Problem: Why do our teachers go to Hong Kong as lowly maids leaving our educational system in ruins? The teachers’ reason: High wage. Our government’s action: Don’t solve this problem. Continue exporting our teachers so that they can remit OFW salaries to help our dollar inflows.

Problem: Why do workers in Singapore or US do not go on strike because of high oil prices while our workers do? Their reason: Their high wages are not heavily affected by oil prices. Our government’s action: Raise transportation fares further aggravating the poor worker.

Changing horses
Do not change horses in the mid-stream. So they say. What I’m saying is, I think we were riding on the wrong horse since the beginning and we are getting nowhere. We are running around in circles.
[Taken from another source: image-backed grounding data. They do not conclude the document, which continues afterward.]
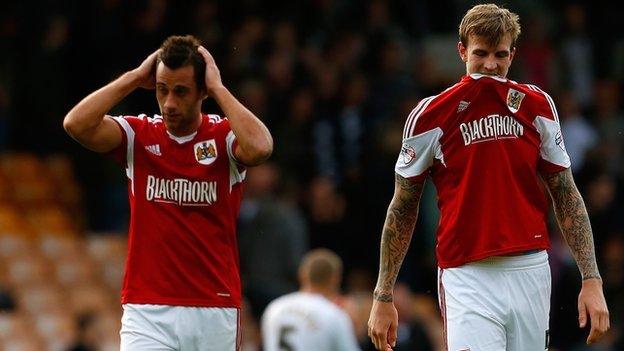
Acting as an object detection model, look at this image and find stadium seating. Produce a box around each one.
[0,152,123,350]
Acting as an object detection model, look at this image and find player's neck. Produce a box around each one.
[168,112,203,137]
[301,286,336,300]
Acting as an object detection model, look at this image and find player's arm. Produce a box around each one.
[542,168,610,344]
[368,173,424,351]
[63,50,159,152]
[197,46,273,166]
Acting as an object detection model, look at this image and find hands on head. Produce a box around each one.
[133,49,161,90]
[133,45,224,95]
[197,45,224,96]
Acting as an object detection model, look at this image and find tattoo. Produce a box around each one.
[373,174,424,302]
[544,169,601,280]
[373,291,394,302]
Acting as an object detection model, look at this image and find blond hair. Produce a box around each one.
[299,248,343,287]
[459,4,521,48]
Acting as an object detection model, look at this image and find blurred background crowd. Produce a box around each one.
[0,0,622,350]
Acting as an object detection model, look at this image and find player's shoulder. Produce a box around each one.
[111,113,164,132]
[307,294,347,318]
[204,113,229,127]
[403,80,471,139]
[402,93,447,140]
[510,81,560,120]
[504,80,554,106]
[201,113,232,136]
[262,292,306,324]
[119,113,162,123]
[263,292,298,314]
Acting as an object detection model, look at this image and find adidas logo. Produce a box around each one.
[145,144,162,156]
[457,100,470,113]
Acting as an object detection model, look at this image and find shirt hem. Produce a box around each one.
[437,243,550,268]
[121,296,241,309]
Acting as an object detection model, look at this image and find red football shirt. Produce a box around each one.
[396,74,571,268]
[111,113,245,307]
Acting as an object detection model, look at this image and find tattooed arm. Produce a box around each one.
[543,168,609,344]
[374,174,424,301]
[543,168,600,280]
[368,174,424,351]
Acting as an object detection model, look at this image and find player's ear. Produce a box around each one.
[197,81,208,100]
[458,41,468,62]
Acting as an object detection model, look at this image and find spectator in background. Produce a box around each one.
[516,15,556,90]
[262,248,361,351]
[192,0,223,51]
[0,285,16,312]
[0,85,8,149]
[272,87,316,186]
[390,283,435,351]
[17,14,70,152]
[314,73,368,184]
[344,292,376,351]
[224,16,266,86]
[593,80,624,175]
[558,3,594,110]
[238,162,308,319]
[601,234,624,349]
[306,176,347,252]
[583,172,623,251]
[559,89,598,173]
[1,10,13,148]
[67,313,96,351]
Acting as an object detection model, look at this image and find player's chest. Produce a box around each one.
[135,134,227,179]
[441,95,540,146]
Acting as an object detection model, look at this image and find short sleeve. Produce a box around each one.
[108,114,148,194]
[527,86,571,174]
[395,128,444,182]
[533,116,571,173]
[395,96,444,182]
[108,115,139,164]
[221,117,247,190]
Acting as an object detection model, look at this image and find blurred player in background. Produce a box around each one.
[262,248,361,351]
[63,35,272,350]
[368,4,609,351]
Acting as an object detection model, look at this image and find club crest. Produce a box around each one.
[506,88,525,113]
[457,100,470,113]
[194,139,217,165]
[401,143,416,164]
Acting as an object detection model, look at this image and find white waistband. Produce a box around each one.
[463,250,548,270]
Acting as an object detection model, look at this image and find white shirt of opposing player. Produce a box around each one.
[261,292,361,351]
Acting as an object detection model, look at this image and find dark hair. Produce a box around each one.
[158,35,206,91]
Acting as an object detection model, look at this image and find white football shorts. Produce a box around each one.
[120,304,240,351]
[438,250,551,351]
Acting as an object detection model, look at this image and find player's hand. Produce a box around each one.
[368,299,398,351]
[578,278,610,344]
[197,46,224,96]
[132,49,160,89]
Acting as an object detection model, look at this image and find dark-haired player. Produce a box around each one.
[64,35,273,350]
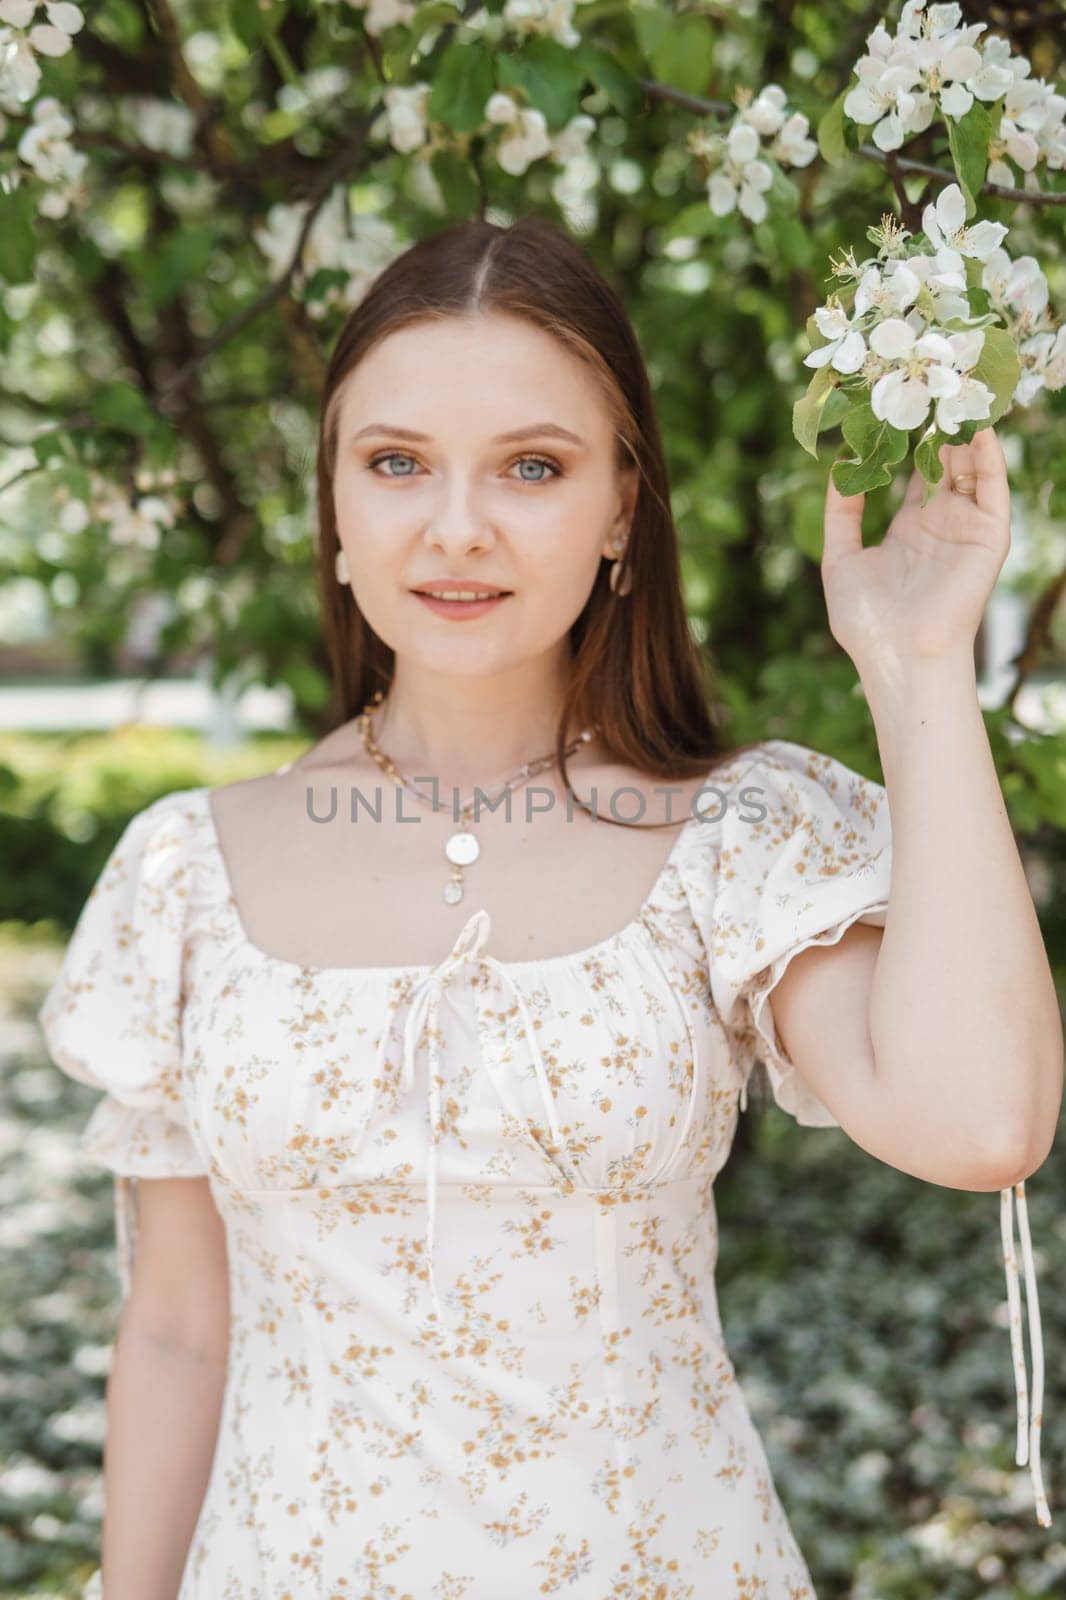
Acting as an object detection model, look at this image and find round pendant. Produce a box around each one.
[443,880,463,905]
[445,831,480,867]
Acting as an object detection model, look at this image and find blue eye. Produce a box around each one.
[367,452,563,482]
[513,456,561,483]
[369,452,418,478]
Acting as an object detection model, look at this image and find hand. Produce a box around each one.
[820,426,1011,672]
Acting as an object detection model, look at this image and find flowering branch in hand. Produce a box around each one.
[794,183,1062,498]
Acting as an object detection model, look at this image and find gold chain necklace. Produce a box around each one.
[357,689,597,905]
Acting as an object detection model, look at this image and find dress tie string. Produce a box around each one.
[1001,1180,1050,1526]
[399,909,564,1333]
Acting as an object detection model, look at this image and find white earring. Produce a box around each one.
[607,533,632,597]
[335,548,350,585]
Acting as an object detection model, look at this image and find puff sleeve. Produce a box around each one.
[37,792,209,1299]
[707,738,892,1126]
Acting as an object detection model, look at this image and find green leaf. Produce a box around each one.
[962,255,985,291]
[427,41,495,134]
[229,0,262,48]
[410,1,464,33]
[0,184,36,284]
[632,5,672,61]
[840,398,882,458]
[774,214,814,268]
[649,14,713,96]
[142,227,216,307]
[497,38,585,129]
[32,432,70,468]
[91,382,158,437]
[831,410,909,494]
[429,148,481,215]
[766,164,799,216]
[946,100,991,217]
[571,41,640,117]
[821,385,852,432]
[793,364,835,458]
[914,428,946,497]
[817,86,850,166]
[660,202,721,242]
[969,324,1021,422]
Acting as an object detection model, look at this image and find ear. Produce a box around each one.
[603,462,638,560]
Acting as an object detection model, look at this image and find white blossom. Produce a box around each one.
[380,82,432,153]
[549,111,595,164]
[853,259,921,319]
[707,121,773,224]
[252,187,400,313]
[770,110,817,168]
[101,490,178,550]
[16,92,86,215]
[340,0,418,35]
[739,83,788,137]
[502,0,581,50]
[986,112,1039,189]
[802,301,867,373]
[484,92,553,176]
[119,96,196,158]
[981,247,1049,326]
[901,248,969,323]
[921,183,1007,261]
[0,0,84,102]
[840,0,1055,158]
[869,319,992,433]
[1014,324,1066,404]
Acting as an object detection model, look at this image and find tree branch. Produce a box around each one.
[1005,567,1066,715]
[157,105,379,404]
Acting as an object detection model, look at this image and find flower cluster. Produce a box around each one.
[985,55,1066,192]
[10,92,85,215]
[0,0,83,104]
[981,248,1066,404]
[803,184,1063,434]
[484,91,595,177]
[497,0,582,50]
[54,470,181,550]
[320,0,419,36]
[687,84,817,225]
[252,188,401,319]
[373,78,597,185]
[843,0,1066,182]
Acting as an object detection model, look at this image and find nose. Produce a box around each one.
[422,468,496,554]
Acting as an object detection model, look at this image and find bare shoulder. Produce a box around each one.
[206,721,370,831]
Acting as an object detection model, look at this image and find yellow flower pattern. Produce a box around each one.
[37,739,1038,1592]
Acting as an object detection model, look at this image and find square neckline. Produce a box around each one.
[195,776,724,981]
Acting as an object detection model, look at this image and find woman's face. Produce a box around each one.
[330,311,638,679]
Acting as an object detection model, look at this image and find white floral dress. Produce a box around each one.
[37,738,1049,1599]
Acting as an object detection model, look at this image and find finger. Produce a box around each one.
[938,430,1009,520]
[823,472,865,563]
[968,426,1011,523]
[899,464,927,510]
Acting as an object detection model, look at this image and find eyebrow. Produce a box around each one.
[349,422,588,449]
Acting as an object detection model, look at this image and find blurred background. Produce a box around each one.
[1,0,1064,1594]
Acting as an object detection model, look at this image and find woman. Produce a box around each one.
[39,214,1060,1597]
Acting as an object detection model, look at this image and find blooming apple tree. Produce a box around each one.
[0,0,1062,750]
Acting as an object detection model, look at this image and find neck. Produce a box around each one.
[365,664,599,794]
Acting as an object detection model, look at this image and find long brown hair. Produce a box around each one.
[314,213,764,833]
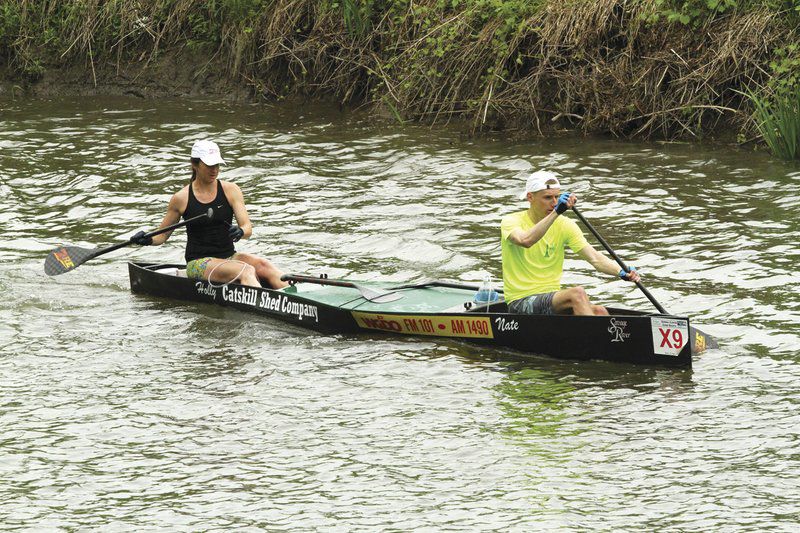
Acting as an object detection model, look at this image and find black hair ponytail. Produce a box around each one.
[190,157,201,183]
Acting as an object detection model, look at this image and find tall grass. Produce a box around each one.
[340,0,372,39]
[748,89,800,160]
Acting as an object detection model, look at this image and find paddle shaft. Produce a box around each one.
[391,280,504,294]
[282,274,365,290]
[282,275,504,304]
[284,275,493,293]
[571,206,668,314]
[88,210,211,261]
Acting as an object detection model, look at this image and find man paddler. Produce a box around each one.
[500,170,641,316]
There’s no hope in sight but a mere maintenance of the status quo.

We must change the way we think. It is high time for a new strategy. Seeing what everybody else has seen and thinking what nobody else has thought.

Don’t be fooled by the statistics and econometrics of the economists. Challenge their theory, after all, it is only theory.

Why do we refuse to see the solution? Why do all the biggest companies in the world want to invest or set up shop in the USA when it has one of the most expensive labor and business costs in the world?

Does Toyota go to the US because the country has low wages? In fact, does Jollibee go there because of low wages? Does San Miguel Corp go to Australia because of low wages there?

Don’t worry, guys, I will address all the loose ends of the Hyperwage Theory. If you have thought of any fault about it, I probably have thought about it before you did. After all, I have formulated this theory for almost a decade now.

Nevertheless, I will get you excited about economics as a subject more than your teachers ever did. I just did, right? When I declared all World Bank economics are junk, I got you excited, right?

Face it, ladies and gentlemen, businesses flock to an economy which have high wages. Isn’t that completely opposite to how we are selling our country? It is high time for the Hyperwage Theory and the Nobel Prize that comes with it.